We have the continuous function $f\colon [a;\infty) \to \mathbb{R}$ . How can i prove that it is uniformly continuous? The function has a finite limit in $+\infty$.
I know that for a pair of $a,b \in \mathbb{R}$, $f\colon[a;b) \to\mathbb{R}$ is continuous if the $ \lim\limits_{\substack {x\to b \\x <b} } f(x) $ is finite. I have absolutely no idea how to prove it. Can someone offer a step by step proof or an article to the proof?
Following the exchange in the comments, posting what what there as answer.
This is false without further assumptions, as the example of $f\colon x\in[a,\infty)\mapsto x^2$ shows.

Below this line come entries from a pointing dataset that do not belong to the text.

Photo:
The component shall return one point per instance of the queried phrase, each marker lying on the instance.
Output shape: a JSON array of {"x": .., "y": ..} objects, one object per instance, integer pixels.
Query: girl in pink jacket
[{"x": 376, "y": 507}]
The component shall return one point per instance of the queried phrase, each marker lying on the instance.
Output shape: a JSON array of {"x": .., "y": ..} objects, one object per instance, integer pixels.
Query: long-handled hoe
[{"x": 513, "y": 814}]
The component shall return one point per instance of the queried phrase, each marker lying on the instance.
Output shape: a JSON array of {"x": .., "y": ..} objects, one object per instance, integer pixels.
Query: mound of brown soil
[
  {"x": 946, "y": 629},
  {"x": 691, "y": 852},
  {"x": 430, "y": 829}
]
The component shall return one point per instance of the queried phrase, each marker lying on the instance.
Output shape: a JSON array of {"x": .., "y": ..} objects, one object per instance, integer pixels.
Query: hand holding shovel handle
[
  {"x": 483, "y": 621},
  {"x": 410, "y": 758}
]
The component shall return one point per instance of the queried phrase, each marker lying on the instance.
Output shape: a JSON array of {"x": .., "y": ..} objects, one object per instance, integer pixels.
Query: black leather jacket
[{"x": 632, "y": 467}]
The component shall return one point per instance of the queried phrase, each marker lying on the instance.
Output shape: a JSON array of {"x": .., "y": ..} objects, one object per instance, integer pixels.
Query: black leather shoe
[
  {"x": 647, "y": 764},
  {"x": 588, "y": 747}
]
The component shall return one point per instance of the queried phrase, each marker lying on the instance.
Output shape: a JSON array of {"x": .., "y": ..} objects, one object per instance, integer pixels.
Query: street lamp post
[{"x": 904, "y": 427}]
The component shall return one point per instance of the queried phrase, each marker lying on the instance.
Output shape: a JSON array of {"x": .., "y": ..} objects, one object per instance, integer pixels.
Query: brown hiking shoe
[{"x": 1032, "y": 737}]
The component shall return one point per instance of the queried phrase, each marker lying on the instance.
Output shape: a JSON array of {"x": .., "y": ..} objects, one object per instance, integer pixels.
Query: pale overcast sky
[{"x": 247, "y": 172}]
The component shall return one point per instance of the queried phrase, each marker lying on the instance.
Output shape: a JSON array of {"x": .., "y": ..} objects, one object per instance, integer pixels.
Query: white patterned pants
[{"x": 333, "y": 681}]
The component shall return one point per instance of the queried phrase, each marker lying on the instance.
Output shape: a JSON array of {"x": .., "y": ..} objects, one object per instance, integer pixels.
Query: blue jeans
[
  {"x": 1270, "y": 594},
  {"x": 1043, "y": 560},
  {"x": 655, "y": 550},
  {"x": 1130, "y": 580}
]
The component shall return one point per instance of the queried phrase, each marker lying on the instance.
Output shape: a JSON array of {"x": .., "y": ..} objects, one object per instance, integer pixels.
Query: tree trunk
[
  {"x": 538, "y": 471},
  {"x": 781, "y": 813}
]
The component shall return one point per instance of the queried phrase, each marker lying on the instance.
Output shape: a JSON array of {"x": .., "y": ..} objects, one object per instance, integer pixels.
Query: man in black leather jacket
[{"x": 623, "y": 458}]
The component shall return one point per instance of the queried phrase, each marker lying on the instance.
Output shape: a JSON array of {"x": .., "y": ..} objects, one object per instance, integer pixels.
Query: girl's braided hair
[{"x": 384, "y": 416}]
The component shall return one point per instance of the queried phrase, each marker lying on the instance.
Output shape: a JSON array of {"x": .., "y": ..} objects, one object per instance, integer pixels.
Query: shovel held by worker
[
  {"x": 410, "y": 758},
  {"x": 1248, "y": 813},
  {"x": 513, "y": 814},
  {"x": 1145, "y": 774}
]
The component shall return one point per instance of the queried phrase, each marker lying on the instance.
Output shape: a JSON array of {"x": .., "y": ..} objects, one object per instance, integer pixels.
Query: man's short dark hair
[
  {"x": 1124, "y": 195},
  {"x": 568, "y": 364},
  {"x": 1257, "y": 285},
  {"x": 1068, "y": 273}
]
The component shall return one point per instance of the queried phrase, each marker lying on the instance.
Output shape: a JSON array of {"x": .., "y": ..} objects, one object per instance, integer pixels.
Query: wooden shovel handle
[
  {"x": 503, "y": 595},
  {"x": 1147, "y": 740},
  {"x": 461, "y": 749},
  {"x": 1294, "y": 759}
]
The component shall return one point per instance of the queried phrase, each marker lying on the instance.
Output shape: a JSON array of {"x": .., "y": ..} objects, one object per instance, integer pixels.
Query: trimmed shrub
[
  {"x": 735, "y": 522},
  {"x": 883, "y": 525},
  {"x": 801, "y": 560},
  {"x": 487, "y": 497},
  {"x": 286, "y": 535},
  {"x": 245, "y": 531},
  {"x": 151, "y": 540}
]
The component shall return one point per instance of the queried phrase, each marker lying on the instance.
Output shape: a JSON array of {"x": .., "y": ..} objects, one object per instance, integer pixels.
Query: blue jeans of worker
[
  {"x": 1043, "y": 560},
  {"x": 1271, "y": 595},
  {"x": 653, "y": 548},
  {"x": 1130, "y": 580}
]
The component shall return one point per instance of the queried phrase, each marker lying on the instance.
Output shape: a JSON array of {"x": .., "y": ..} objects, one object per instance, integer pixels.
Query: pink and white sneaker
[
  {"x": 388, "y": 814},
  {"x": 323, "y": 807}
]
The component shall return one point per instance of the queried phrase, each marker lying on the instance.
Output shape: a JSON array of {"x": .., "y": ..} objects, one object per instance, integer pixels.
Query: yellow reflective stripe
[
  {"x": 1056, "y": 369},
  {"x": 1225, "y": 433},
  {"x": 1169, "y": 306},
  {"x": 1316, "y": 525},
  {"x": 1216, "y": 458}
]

under the additional assumption that $\lim_\infty f$ exists (name it $\ell\in\mathbb{R}$), then this becomes a standard exercise (most likely asked several times on this website). The idea is to use
More precisely, here is the outline:
for every $\varepsilon>0$ you have a value $A_\varepsilon$ such that $f(x)\in[\ell-\frac{\varepsilon}{2},\ell+\frac{\varepsilon}{2}]$, and therefore by the above $f(x)$ and $f(y)$ satisfy $\lvert f(x) - f(y) \rvert \leq \varepsilon$ whenever $x,y\in I=[A_\varepsilon,\infty)$.
But then, $[a,A_\varepsilon]=J$ is a compact, so $f$ is uniformly continuous on $J$, and there exists $\delta > 0$ such that for any $x,y\in J$ such that $\lvert x-y\rvert < \delta$ we have $\lvert f(x) - f(y) \rvert \leq \varepsilon$ as well.
The last case to deal with is when $x\in I,y\in J$: then, use continuity at $A_\varepsilon$.
Combining the three suitably, you'll prove (as $\varepsilon$ was arbitrary) that $f$ uniformly continuous on $[a,\infty)$.